A introdurre il personaggio Segre, mancato trenta anni fa, il rav Della Rocca: “Ho sempre avuto un attaccamento particolare nei suoi confronti: per anni ha ricoperto il mio attuale ruolo all’interno dell’Unione pubblicando anche fondamentali testi sulle feste ebraiche. Augusto Segre è stato profondamente italiano e ha combattuto per la Liberazione, ma quando ha poi deciso di trasferirsi in Israele è diventato anche profondamente israeliano”. Il rav mostra poi una lettera ritrovata negli archivi Ucei nella quale Augusto Segre risponde affabilmente a un bambino iscrittosi ad un corso di Talmud Torah per corrispondenza: “Trovo sia una testimonianza unica, sulla quale sia necessario tornare sopra in futuro”.

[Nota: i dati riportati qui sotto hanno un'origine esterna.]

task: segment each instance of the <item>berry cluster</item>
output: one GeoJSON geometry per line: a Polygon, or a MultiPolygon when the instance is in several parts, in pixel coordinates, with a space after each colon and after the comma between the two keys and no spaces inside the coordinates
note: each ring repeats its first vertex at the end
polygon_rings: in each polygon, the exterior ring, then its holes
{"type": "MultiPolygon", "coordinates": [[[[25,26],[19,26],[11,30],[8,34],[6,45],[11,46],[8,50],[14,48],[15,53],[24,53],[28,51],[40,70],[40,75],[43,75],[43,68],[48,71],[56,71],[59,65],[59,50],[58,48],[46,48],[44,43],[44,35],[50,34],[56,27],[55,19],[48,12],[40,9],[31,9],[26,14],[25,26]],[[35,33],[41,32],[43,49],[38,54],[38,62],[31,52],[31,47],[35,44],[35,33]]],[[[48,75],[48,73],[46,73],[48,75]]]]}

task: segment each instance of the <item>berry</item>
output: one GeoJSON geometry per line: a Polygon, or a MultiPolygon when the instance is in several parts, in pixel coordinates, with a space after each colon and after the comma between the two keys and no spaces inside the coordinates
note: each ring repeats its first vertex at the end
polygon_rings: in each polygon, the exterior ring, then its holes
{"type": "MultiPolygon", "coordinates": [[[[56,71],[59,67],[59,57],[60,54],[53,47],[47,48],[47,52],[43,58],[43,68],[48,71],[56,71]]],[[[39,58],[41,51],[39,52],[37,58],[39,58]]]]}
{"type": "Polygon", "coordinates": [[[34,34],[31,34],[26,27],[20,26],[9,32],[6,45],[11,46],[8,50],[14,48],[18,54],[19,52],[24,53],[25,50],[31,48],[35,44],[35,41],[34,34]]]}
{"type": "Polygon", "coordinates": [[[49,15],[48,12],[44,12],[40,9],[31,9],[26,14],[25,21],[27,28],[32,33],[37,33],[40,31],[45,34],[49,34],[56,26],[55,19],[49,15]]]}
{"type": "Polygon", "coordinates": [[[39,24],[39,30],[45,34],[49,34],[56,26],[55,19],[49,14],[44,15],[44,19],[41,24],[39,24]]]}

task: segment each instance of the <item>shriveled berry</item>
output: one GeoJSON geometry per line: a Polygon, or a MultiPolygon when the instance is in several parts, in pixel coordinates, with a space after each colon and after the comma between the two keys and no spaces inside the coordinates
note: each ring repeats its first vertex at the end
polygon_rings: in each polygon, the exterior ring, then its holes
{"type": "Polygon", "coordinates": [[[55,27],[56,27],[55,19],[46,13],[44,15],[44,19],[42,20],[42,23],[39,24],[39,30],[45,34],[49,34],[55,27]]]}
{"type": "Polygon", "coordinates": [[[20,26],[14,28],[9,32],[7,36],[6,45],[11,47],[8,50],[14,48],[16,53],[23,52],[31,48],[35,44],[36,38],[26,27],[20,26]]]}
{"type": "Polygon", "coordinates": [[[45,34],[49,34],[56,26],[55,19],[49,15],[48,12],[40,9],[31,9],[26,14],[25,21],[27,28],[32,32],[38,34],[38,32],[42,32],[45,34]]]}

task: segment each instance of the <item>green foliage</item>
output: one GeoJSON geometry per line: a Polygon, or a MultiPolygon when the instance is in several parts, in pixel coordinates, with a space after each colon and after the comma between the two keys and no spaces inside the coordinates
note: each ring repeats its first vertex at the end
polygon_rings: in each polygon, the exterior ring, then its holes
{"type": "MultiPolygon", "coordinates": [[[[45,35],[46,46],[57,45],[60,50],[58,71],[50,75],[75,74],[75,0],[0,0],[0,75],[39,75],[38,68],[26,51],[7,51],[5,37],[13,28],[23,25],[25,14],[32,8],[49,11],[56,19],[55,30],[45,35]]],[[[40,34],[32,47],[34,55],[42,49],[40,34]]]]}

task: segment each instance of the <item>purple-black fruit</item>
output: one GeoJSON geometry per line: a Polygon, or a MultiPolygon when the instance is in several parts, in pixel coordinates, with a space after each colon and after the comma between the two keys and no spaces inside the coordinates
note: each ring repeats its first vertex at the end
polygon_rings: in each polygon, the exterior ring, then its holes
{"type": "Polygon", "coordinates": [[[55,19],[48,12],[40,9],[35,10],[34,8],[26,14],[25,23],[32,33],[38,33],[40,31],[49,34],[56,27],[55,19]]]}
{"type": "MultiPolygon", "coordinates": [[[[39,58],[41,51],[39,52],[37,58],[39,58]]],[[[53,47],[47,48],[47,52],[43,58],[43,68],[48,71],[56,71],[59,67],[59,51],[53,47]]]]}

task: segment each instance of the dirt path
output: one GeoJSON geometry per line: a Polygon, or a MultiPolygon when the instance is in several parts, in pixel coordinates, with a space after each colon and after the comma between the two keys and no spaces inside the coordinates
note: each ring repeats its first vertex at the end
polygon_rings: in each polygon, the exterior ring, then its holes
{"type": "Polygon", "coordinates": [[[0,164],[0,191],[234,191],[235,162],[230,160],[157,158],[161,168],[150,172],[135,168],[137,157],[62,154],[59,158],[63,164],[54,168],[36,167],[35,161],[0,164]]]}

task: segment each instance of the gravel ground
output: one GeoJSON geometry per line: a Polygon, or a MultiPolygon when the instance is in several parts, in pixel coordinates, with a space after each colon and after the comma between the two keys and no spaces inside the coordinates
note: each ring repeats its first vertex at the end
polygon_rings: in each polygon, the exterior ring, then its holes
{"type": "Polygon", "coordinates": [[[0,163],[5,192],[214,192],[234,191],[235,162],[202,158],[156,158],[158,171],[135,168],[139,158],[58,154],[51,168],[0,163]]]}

Dice il rav e preside delle medie e liceo delle scuole ebraiche di Roma Benedetto Carucci Viterbi: “Ho avuto l’onore di averlo come maestro e mi ha trasmesso la passione per gli studi ebraici, l’amore che riponeva in essi. Segre diede anche molti spunti alla casa editrice di mio padre, la Carucci editore, che pubblicò sotto suo consiglio il commento alla Torah di Dante Lattes oltre che libri firmati da lui stesso. Sua moglie era molto amica di mia madre: entrambe venete non si poteva non notare la liberazione con la quale usavano il dialetto ogni volta che si incontravano”.

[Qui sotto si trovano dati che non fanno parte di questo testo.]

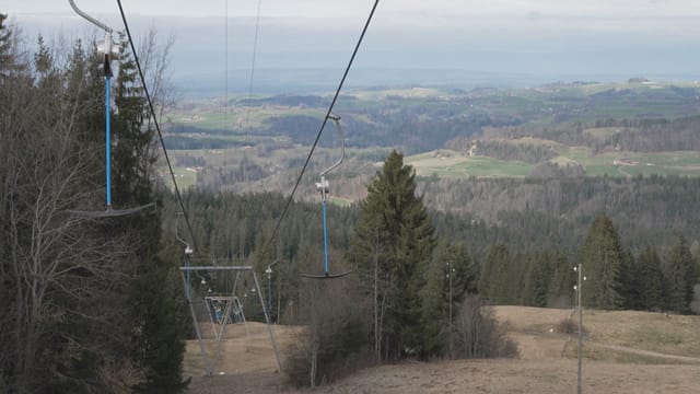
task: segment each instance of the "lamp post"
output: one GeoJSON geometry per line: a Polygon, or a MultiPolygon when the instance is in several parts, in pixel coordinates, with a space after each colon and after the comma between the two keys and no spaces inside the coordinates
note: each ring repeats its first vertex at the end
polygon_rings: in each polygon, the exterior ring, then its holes
{"type": "MultiPolygon", "coordinates": [[[[253,296],[253,317],[255,317],[255,288],[250,289],[253,296]]],[[[264,304],[265,305],[265,304],[264,304]]]]}
{"type": "Polygon", "coordinates": [[[450,281],[450,328],[452,328],[452,277],[455,273],[455,269],[451,267],[450,262],[447,262],[447,280],[450,281]]]}
{"type": "Polygon", "coordinates": [[[265,274],[267,274],[267,310],[272,315],[272,268],[267,267],[265,274]]]}

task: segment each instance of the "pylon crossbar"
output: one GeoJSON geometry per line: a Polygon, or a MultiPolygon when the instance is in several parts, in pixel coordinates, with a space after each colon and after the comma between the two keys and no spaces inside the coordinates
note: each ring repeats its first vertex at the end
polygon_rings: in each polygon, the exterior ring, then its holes
{"type": "MultiPolygon", "coordinates": [[[[212,367],[215,367],[215,363],[219,360],[219,356],[220,356],[220,352],[221,352],[221,340],[224,338],[224,335],[225,335],[225,329],[226,329],[225,322],[226,322],[226,318],[229,318],[229,316],[228,316],[229,313],[231,312],[232,309],[238,309],[241,311],[241,314],[243,315],[243,308],[241,305],[241,301],[234,294],[235,294],[236,283],[238,281],[238,275],[241,273],[244,273],[244,271],[253,273],[253,279],[254,279],[254,282],[255,282],[255,289],[256,289],[257,294],[258,294],[258,297],[260,299],[260,304],[262,305],[262,312],[265,314],[265,322],[267,323],[267,331],[268,331],[268,333],[270,335],[270,343],[272,345],[272,350],[275,351],[275,359],[277,361],[277,370],[278,371],[282,370],[282,366],[281,366],[281,361],[280,361],[280,354],[279,354],[279,350],[277,349],[277,340],[275,338],[275,332],[272,331],[272,327],[270,325],[269,311],[265,306],[265,300],[262,299],[262,291],[260,290],[258,276],[256,275],[255,269],[253,268],[253,266],[185,266],[185,267],[179,267],[179,270],[180,270],[180,274],[183,276],[183,282],[185,283],[185,292],[186,292],[185,297],[187,298],[187,301],[189,303],[189,309],[190,309],[190,312],[191,312],[191,315],[192,315],[192,321],[195,323],[195,328],[197,331],[197,340],[199,343],[199,348],[200,348],[200,351],[201,351],[201,357],[202,357],[202,361],[203,361],[203,364],[205,364],[205,371],[206,371],[207,375],[209,375],[209,376],[212,375],[212,369],[214,369],[212,367]],[[185,274],[189,273],[189,271],[192,271],[192,270],[194,271],[218,271],[218,270],[220,270],[220,271],[236,271],[236,279],[234,281],[233,290],[231,291],[230,296],[208,296],[203,300],[205,303],[209,303],[210,300],[214,300],[214,299],[219,299],[221,301],[224,301],[224,300],[230,301],[230,302],[226,302],[226,308],[225,308],[225,313],[224,313],[224,324],[221,325],[221,329],[219,332],[217,332],[217,329],[214,328],[214,337],[217,338],[217,341],[218,341],[217,350],[214,352],[214,360],[213,360],[214,361],[214,366],[210,366],[210,363],[209,363],[209,355],[208,355],[208,352],[206,350],[206,347],[203,345],[203,340],[202,340],[202,337],[201,337],[201,333],[199,331],[199,322],[197,321],[197,315],[195,313],[195,309],[194,309],[194,305],[192,305],[191,297],[187,292],[189,283],[187,282],[188,279],[186,278],[185,274]]],[[[210,320],[212,320],[211,311],[209,311],[209,309],[210,309],[209,305],[207,305],[207,310],[208,310],[207,313],[209,314],[210,320]]],[[[244,325],[245,325],[245,317],[243,317],[243,318],[244,318],[243,322],[244,322],[244,325]]],[[[212,323],[213,323],[213,320],[212,320],[212,323]]],[[[247,332],[247,327],[246,327],[246,332],[247,332]]]]}

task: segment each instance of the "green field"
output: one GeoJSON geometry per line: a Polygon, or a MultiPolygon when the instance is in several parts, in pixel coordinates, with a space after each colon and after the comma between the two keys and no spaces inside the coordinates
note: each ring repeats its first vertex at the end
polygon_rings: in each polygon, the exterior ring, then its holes
{"type": "Polygon", "coordinates": [[[493,176],[523,177],[533,166],[523,162],[501,161],[486,157],[466,157],[458,152],[440,150],[406,158],[406,163],[416,169],[420,176],[493,176]],[[442,154],[438,154],[441,152],[442,154]],[[450,157],[445,157],[447,153],[450,157]]]}

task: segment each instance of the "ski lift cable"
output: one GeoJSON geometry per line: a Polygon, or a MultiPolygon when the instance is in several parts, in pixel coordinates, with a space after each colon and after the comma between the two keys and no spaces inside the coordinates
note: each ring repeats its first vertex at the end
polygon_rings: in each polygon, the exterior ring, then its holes
{"type": "Polygon", "coordinates": [[[129,46],[131,47],[131,53],[133,54],[133,61],[136,62],[136,67],[139,70],[139,78],[141,80],[141,85],[143,86],[143,92],[145,93],[145,99],[149,103],[149,109],[151,112],[151,116],[153,117],[153,124],[155,125],[155,131],[158,132],[158,138],[161,142],[161,148],[163,148],[163,155],[165,157],[165,162],[167,163],[167,167],[171,172],[171,178],[173,179],[173,186],[175,187],[175,195],[177,196],[177,201],[179,202],[179,207],[183,210],[183,216],[185,217],[185,223],[187,224],[187,231],[189,232],[189,237],[195,246],[195,251],[199,251],[197,245],[197,239],[195,237],[195,232],[192,231],[191,223],[189,222],[189,216],[187,215],[187,209],[185,209],[185,202],[183,202],[183,196],[179,193],[179,188],[177,187],[177,179],[175,178],[175,172],[173,171],[173,164],[171,163],[171,159],[167,154],[167,149],[165,148],[165,141],[163,140],[163,134],[161,132],[161,126],[158,121],[158,116],[155,116],[155,109],[153,107],[153,101],[151,100],[151,94],[149,93],[149,88],[145,84],[145,78],[143,78],[143,70],[141,69],[141,62],[139,61],[139,55],[136,51],[136,47],[133,46],[133,39],[131,38],[131,31],[129,30],[129,23],[127,22],[127,16],[124,13],[124,8],[121,7],[121,0],[117,0],[117,5],[119,5],[119,13],[121,14],[121,21],[124,22],[124,28],[127,33],[127,37],[129,38],[129,46]]]}
{"type": "MultiPolygon", "coordinates": [[[[119,1],[119,0],[117,0],[119,1]]],[[[348,61],[348,66],[346,67],[346,70],[342,74],[342,79],[340,80],[340,83],[338,84],[338,89],[336,89],[336,93],[332,96],[332,101],[330,102],[330,105],[328,106],[328,111],[326,112],[326,116],[324,117],[324,121],[320,124],[320,128],[318,129],[318,132],[316,134],[316,139],[314,140],[314,143],[311,147],[311,150],[308,151],[308,155],[306,157],[306,161],[304,162],[304,165],[302,166],[302,171],[299,173],[299,176],[296,177],[296,183],[294,184],[294,187],[292,188],[292,193],[289,195],[289,198],[287,199],[287,202],[284,205],[284,209],[282,210],[282,215],[280,215],[280,218],[277,220],[277,224],[275,225],[275,230],[272,230],[272,235],[270,235],[270,239],[268,240],[265,248],[262,250],[262,253],[260,254],[260,259],[262,259],[267,253],[270,250],[270,245],[272,244],[272,241],[275,241],[275,237],[277,236],[277,233],[279,232],[280,225],[282,223],[282,219],[284,219],[284,217],[287,216],[287,211],[289,210],[289,207],[292,204],[292,200],[294,199],[294,195],[296,194],[296,189],[299,188],[299,185],[302,182],[302,177],[304,176],[304,173],[306,172],[306,169],[308,167],[308,162],[311,162],[311,158],[314,154],[314,151],[316,150],[316,146],[318,144],[318,140],[320,140],[320,136],[324,132],[324,128],[326,127],[326,124],[328,123],[328,119],[331,117],[331,113],[332,113],[332,108],[336,105],[336,102],[338,101],[338,96],[340,95],[340,91],[342,90],[342,86],[346,82],[346,79],[348,78],[348,73],[350,72],[350,68],[352,67],[352,63],[354,61],[355,56],[358,55],[358,51],[360,50],[360,46],[362,45],[362,40],[364,39],[364,35],[368,31],[368,28],[370,27],[370,22],[372,22],[372,18],[374,16],[374,11],[376,11],[376,7],[378,5],[380,0],[374,0],[374,5],[372,7],[372,11],[370,11],[370,16],[368,16],[368,20],[364,24],[364,27],[362,28],[362,34],[360,34],[360,38],[358,39],[358,43],[354,46],[354,50],[352,51],[352,56],[350,57],[350,61],[348,61]]]]}
{"type": "Polygon", "coordinates": [[[253,38],[253,60],[250,61],[250,82],[248,84],[248,105],[247,105],[246,118],[245,118],[245,128],[248,130],[247,131],[248,134],[250,128],[250,105],[253,101],[253,80],[255,78],[255,60],[257,59],[257,54],[258,54],[258,32],[260,30],[260,4],[261,3],[262,3],[262,0],[258,0],[258,13],[257,13],[257,16],[255,18],[255,37],[253,38]]]}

Augusto Segre fu poi fondamentale nel creazione dei primi ponti con il mondo cattolico, diventando un uomo del dialogo e trasmettendo la cultura ebraica. Toccante il pensiero di Eliezer Antoniotti, suo allievo: “Lo accompagnavo sempre quando teneva i corsi alla Pontificia Università Lateranense ed ero vestito da militare perché facevo la leva, allora lui rievocando la sua carriera militare mi chiamava ‘collega’. Quando poi l’università mi richiamò dicendo che era proibita la divisa, lui prese a chiamarmi ‘l’invasore’. Quando morì ricevetti in dono il suo bastone e mi commuove pensare che se fino a quando fu in vita mi sorressi sempre a lui, con il suo bastone mi continuo a sorreggere a lui”.

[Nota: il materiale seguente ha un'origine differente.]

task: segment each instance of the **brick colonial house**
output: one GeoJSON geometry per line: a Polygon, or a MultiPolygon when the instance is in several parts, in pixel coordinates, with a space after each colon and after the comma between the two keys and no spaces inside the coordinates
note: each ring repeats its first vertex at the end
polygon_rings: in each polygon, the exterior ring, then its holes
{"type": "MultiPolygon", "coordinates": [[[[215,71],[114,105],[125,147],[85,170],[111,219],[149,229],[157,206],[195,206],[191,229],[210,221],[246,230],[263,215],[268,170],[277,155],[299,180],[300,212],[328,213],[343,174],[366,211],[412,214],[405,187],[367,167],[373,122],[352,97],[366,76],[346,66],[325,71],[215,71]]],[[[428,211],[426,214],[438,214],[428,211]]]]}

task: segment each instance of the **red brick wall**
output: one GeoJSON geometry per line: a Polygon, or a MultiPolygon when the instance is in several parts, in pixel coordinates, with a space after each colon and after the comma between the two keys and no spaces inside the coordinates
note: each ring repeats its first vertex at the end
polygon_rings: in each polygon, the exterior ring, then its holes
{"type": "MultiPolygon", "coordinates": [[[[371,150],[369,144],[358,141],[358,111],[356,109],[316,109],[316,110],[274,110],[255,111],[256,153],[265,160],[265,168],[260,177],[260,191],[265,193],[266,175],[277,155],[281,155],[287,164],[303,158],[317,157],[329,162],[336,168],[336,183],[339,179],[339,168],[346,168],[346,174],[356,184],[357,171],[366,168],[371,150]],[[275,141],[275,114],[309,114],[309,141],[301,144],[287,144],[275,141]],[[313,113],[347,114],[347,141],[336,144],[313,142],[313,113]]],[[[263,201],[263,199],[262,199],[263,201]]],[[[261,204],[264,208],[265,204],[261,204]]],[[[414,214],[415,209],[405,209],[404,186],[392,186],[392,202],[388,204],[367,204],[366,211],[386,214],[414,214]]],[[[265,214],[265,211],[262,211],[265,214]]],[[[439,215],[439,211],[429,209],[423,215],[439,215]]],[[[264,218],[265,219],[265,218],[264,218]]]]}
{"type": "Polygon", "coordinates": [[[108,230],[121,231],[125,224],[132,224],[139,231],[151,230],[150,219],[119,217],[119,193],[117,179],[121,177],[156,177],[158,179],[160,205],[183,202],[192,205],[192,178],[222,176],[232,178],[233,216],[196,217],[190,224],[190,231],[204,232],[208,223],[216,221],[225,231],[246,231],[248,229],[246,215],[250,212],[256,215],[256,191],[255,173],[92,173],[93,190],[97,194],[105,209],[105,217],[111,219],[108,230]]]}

A concludere è il figlio Daniel Segre, che condivide momenti di vita intima e calorosa: “Quando riattraverso tutti i ricordi penso ad una parola sola: ‘papà’. Papà era un uomo coraggioso, integro come lo era mio nonno Ezechiele, rabbino di Casale Monferrato: durante l’emanazione delle leggi razziste a mio padre dei fascisti tirarono dei sassi e lui, ancora debole per la polio, non riuscì a ribattere; mio nonno, conosciuto da tutti come rabbino della città, allora andò nel bar più fascista di Casale, ordinò un caffè, fumò la pipa e tranquillamente disse: se qualcuno fa di nuovo del male a mio figlio dovrà vedersela con me. Un coraggio, il suo, che mio padre ereditò: era sul treno diretto a Milano e vicino a lui si sedette un fascista. Mio padre iniziò a parlare di calcio e fumare insieme finché arrivarono. Sulla banchina c’era il controllo dei documenti e mio padre per riuscire a sfuggire disse al suo compagno di viaggio in camicia nera di aiutarlo a scendere perché claudicante, poi si appoggiò a lui e nessuno osò chiedergli nulla. Uno dei tanti ricordi è poi legato all’estate: andavamo a Porto Ercole quando non era ancora di moda e lì dei pescatori chiesero a mia madre perché avesse un numero tatuato. Erano gli anni ’60 e ancora molti non sapevano nulla. Mio padre portò libri e foto e loro dopo essersi messi a piangere chiesero scusa. Fu a quel punto che papà divenne un loro grande amico e i giorni dopo lo portarono a pescare insieme”.